Em uma nota oficial nesta segunda-feira (5), a corte declarou que a condenação inicial — que multava a repórter em 6.000 HK$ (R$ 3,7 mil) — representava uma “injustiça grave e substancial”.

A decisão da corte foi recebida como uma pequena vitória para a imprensa independente e tradicional na região, que desde 2019, quando eclodiram os protestos pró-democracia, vive sob censura e repressão.

Condenada por ‘abusar’ de dados públicos de Hong Kong

Em 2021, Choy investigava registros públicos de propriedade de veículos para um documentário que produzia para o canal público Radio Television Hong Kong.

A jornalista vasculhou registros governamentais de carros suspeitos de transportar armas e agressores para o “linchamento de Yuen Long”, em julho de 2019.

Neste episódio, um grupo vinculado à máfia local reprimiu, com paus e bastões, manifestantes que protestavam contra uma nova lei de extradição aprovada por Carrie Lam, na época chefe do executivo do território. 

A condenação ocorreu em abril de 2021, sob o argumento de que Choy teria abusado das leis de trânsito de Hong Kong, ao procurar os dados de forma supostamente inapropriada.

Pela acusação, a repórter teria abusado dos registros públicos, consultáveis apenas sob o pretexto de “compras de carros”, “assuntos legais” ou “outros assuntos ligados a transporte e tráfego”.  Mesmo ela tendo escolhido a terceira opção, o governo acusou Choy de “falso testemunho”.

Em novembro de 2022, a defesa tentou uma apelação, recusada pela justiça de Hong Kong sob acusações de “abusos arbitrários”. O caso foi então levado para a Suprema Corte.

A Corte aceitou por unanimidade o argumento da defesa de Choy, declarando que a opção “outros assuntos ligados a transporte e tráfego” não devia excluir “jornalismo de excelência.”

A jornalista falou diante do tribunal após o veredito, agradecendo aos que a apoiaram e salientando que não é apenas um caso pessoal, e sim uma questão de liberdade de imprensa. 

 

Condenação é pequena vitória em cenário preocupante

Em nota, a Federação Internacional de Jornalistas (IFJ) aponta que a revogação da condenação de Bao Choy é uma “vitória rara” para a liberdade de imprensa em Hong Kong:

“Bao Choy nunca deveria ter sido condenada por suas investigações, e sua tenacidade em superar as acusações iniciais são admiráveis.

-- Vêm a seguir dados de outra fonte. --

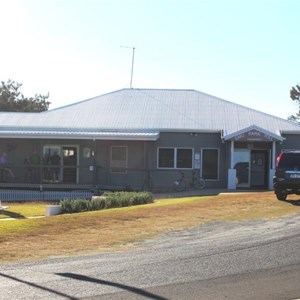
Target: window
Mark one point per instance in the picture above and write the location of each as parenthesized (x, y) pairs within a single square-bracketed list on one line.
[(180, 158), (118, 162), (166, 158), (210, 164)]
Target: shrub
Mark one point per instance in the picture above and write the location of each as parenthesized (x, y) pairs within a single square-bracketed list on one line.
[(108, 200)]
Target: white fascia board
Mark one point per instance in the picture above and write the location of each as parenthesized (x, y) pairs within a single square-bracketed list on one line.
[(136, 136)]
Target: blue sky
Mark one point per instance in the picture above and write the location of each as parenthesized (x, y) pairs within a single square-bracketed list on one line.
[(244, 51)]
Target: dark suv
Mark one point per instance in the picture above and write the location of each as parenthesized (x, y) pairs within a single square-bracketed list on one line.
[(287, 175)]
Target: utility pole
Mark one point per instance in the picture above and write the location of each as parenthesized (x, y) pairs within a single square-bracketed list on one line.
[(132, 63)]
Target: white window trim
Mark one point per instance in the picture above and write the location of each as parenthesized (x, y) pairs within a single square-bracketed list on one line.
[(218, 149), (175, 158)]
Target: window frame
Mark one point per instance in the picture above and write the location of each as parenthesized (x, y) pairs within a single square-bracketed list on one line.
[(175, 161)]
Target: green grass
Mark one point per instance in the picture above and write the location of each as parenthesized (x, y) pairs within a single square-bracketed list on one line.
[(23, 210), (118, 228)]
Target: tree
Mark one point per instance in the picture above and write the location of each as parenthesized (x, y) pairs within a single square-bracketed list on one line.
[(11, 99), (295, 96)]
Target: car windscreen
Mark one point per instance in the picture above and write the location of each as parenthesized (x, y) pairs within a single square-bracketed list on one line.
[(289, 161)]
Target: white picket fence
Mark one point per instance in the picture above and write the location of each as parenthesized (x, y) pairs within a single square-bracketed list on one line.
[(31, 195)]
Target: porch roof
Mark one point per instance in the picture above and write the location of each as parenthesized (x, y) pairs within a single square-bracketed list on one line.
[(255, 134), (80, 134)]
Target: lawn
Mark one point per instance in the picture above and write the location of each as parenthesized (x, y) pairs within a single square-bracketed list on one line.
[(118, 229)]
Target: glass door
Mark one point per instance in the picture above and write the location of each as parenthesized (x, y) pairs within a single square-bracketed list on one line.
[(241, 164), (69, 164)]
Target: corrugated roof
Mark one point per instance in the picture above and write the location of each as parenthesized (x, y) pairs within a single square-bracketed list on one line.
[(149, 110)]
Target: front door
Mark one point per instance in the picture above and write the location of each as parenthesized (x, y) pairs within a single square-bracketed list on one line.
[(259, 168), (69, 164)]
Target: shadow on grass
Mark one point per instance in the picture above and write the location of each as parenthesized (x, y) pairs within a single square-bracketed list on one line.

O IFJ acolhe a decisão da corte, mas também insiste que autoridades respeitem as determinações da Lei Básica de Hong Kong que garantem liberdade de imprensa para evitar casos legais similares contra profissionais da mídia.”

Beh Lih Yi, coordenador do Comitê para Proteção de Jornalistas (CPJ) na Ásia, elogiou a decisão da Suprema Corte, sem deixar de tecer críticas à perseguição local:

“Já passou da hora do governo de Hong Kong de parar de perseguir a mídia e largar todas as acusações criminais contra jornalistas por seus trabalhos.

A liberdade de imprensa é garantida por constituição em Hong Kong. Nenhum jornalista deveria ser acusado criminalmente, muito menos condenado, por sua reportagem.”

Dentre os casos recentes de violações da liberdade de imprensa está o encarceramento dos editores Chung Pui-kuen e Patrick Lam, do site de notícias Stand News, e o julgamento para prisão perpétua do magnata Jimmy Lai, fundador do jornal pró-democracia Apple Daily.

Atualmente, Hong Kong ocupa a 140ª posição no índice de liberdade de imprensa da Repórteres Sem Fronteiras, tendo ido de “um bastião da liberdade de imprensa” para “um espaço que silencia vozes independentes”.